You may assume that cybersecurity is an issue reserved for large, sophisticated enterprises, but think again. Small businesses are actually just as - if not more- vulnerable to cyberattacks as larger organizations. Small businesses can make very attractive targets for malicious hackers and cyber criminals because they have the same access to personal information, credit card numbers and passwords as larger businesses, but often with fewer security policies and practices in place.
Cybersecurity should be an integral part of the business continuity planning process – preparation is critical for avoiding and/or recovering from a cyberattack. Keep reading for ten dos and don’ts of small business cybersecurity.
- DO be cautious of suspicious emails & links. Phishing attacks are one of the most common ways hackers can target your small business. Phishing is when malicious actors send fraudulent messages to users that can appear to come from a reputable source. These communications are designed to trick users into falling for a scam or revealing sensitive information or to deploy malicious software on the victim's infrastructure. To prevent a phishing attack, screen all emails and messages before opening or responding to them and don’t click on unusual links or download attachments unless you are certain of the sender.
- DO use advanced passwords and employ multi-factor authentication (MFA). The strength of a good password should never be underestimated, as it is the first step in protecting your systems and programs.
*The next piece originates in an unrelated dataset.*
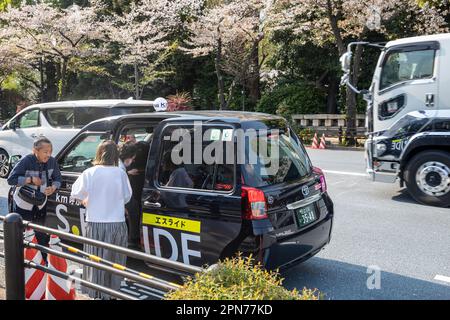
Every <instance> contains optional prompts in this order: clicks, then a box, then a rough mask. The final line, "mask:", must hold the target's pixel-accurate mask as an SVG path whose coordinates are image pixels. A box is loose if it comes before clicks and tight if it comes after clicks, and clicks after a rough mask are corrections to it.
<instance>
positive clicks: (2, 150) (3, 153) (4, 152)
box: [0, 149, 9, 178]
mask: <svg viewBox="0 0 450 320" xmlns="http://www.w3.org/2000/svg"><path fill="white" fill-rule="evenodd" d="M8 175H9V155H8V153H7V152H6V151H5V150H2V149H0V178H8Z"/></svg>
Avoid repeating passwords and utilize long, unique, passwords in combination with MFA for your devices and logins. The extra verification step helps neutralize the risk associated with compromised passwords; without approval at the second factor, a password that has been stolen, hacked or guessed is useless.
- DO utilize antivirus software and firewalls. Manually monitoring your devices for suspicious activity should be standard practice, but you can also employ antivirus software to boost protection for your small business. For more information about how to protect your devices and business operations, check out these 5 Antivirus Software Options for Small Business Owners.
- DO stay alert and report suspicious activity. If you come across anything online (or in person) that seems a bit unusual, always err on the side of caution. Instead of just deleting a sketchy email or ignoring a “red flag,” report any and all suspicious activity to your antivirus software provider or a trusted IT specialist.
- DO have a back-up Internet solution in place. Cyber threats become more complex every day and can affect your systems and networks beyond just stealing information. For example, a severe enough cyberattack has the ability to compromise your primary Internet connection. This can be extremely problematic for small business owners who rely on connectivity to conduct daily business operations. For this reason, having an Internet Continuity solution in place is an essential part of your small business’s cybersecurity program.
- DON’T fall victim to scammers. Security attacks don’t always come in the form of bugs or advanced malware code. Real people with bad intentions look for ways to scam small businesses out of information or money every day, with seemingly innocent requests that can impact the safety or health of your business long term. Make sure to vet every inquiry that doesn’t come directly from a trusted source or seems suspicious.
- DON’T put off software updates. Cyber attackers look for holes in programming code that allow them to infiltrate your network and steal or harm your information. Software developers continually create “patches” for these holes as they are discovered, protecting the system from a hacker or malicious code. These patches come via software updates and only work when applied, so any time a verified “Software Update Available Now” notification pops up on your device, don’t hit “dismiss!”
- DON’T forget to password-protect all sensitive devices, files, and documents. Important documents or devices that house sensitive information should always be protected by password. When left open, they are extremely vulnerable to cyberattacks and critical data can be stolen or damaged in the blink of an eye.
- DON’T connect to public Wi-Fi on work devices. Free and public Wi-Fi networks are fertile ground for scammers and hackers, who try to position themselves between you and the connection point in order to receive unfiltered access to your devices. Any time you’re using an unsecured connection, you run the risk of exposing your online activities and sensitive data to cybercriminals, so be extra vigilant with any device your small business utilizes.
- DON’T be left facing a cybersecurity incident without a plan. You never know when your small business may fall victim to an attack with potentially devastating results. Having a business continuity plan that outlines how to respond to a cybersecurity incident can make a huge difference in your ability to continue operations after a cyberattack.
Prioritizing cybersecurity should be at the top of every small business owner’s to-do list, no matter how safe you think you may be. These ten dos and don’ts will help you protect your small business and fend off cyber attackers.